As sports betting becomes more prevalent in the US, professional leagues have bolstered in-house technology, dedicated security personnel and partnered with sportsbook operators and integrity firms to create a network that monitors the betting market. This gives them more visibility of bets placed on the NFL, where they’re being made and who is making them. It’s also given them more ammunition to catch offenders. In the past five years, the NFL has punished at least seven players and several coaches for placing bets on its games, including three who were in uniform and two others who were at team or league facilities.
The NFL has a strict anti-betting policy, which includes a clause that bars anyone who is an employee of the NFL from placing bets on the games they’re working on. That extends to in-uniform officials, such as referees and umpires. It also applies to league employees, such as scouts and public relations staff.

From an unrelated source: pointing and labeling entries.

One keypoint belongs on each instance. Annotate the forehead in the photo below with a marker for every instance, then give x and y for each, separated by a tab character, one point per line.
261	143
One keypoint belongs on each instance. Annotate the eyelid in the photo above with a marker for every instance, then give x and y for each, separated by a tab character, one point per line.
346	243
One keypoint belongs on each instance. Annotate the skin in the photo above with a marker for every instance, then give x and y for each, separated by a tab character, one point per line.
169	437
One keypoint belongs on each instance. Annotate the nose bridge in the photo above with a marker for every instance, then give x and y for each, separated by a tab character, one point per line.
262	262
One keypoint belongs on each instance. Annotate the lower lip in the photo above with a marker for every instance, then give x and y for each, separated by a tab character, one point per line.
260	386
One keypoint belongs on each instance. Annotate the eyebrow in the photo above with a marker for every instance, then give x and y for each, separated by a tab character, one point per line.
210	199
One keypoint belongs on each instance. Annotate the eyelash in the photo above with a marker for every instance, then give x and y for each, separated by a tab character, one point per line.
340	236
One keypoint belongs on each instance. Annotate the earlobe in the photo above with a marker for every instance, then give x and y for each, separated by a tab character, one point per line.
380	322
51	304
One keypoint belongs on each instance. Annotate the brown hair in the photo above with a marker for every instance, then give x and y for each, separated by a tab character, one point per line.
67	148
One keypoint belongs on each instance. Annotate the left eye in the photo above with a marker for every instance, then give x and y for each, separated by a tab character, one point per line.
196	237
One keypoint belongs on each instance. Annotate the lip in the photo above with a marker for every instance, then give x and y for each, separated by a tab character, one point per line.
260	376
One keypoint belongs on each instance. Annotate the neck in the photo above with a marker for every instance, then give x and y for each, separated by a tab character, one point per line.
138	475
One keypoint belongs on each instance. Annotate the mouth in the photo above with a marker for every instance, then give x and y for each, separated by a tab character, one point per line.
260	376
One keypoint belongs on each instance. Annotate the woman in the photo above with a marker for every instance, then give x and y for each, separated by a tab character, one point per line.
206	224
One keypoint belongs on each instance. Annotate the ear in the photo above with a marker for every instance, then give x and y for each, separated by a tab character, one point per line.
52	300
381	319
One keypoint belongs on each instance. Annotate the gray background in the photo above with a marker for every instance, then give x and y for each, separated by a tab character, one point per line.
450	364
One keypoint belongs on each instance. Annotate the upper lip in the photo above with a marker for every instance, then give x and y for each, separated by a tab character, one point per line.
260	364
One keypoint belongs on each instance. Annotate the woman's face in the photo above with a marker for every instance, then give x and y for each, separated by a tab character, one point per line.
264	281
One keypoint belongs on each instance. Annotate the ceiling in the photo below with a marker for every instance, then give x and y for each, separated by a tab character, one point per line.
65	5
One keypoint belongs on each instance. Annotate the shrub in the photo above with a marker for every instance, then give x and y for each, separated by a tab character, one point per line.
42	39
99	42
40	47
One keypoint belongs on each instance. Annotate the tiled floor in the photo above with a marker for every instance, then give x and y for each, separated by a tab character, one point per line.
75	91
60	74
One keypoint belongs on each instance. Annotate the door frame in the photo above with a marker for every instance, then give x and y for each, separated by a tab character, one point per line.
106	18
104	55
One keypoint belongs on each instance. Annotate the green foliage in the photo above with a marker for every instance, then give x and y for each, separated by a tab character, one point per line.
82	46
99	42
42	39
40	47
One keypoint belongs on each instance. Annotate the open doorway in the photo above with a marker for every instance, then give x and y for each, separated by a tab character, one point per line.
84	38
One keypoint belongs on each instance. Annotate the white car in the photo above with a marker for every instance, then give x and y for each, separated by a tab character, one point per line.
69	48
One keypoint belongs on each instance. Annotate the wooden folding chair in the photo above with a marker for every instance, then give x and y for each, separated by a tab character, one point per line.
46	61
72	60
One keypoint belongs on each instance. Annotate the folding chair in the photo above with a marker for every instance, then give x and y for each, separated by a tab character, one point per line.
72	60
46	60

NBA athletes can place bets if they’re outside of the company’s facilities, but cannot participate in any wagers that involve the NBA or its properties (such as Super Bowl squares). Joseph Sullivan, who paid eight members of the 1919 Chicago White Sox to fix the World Series, was banned from baseball for life by the MLB for violating this code.
The ICC’s rules on match-fixing prohibit bribing players or team officials, but there are exceptions to this rule for players and club officials at lower levels of the men’s and women’s league systems. Those exceptions include if a player provides information that “could reasonably be used” to fix a match, and for players in their personal capacities, not in their official capacities.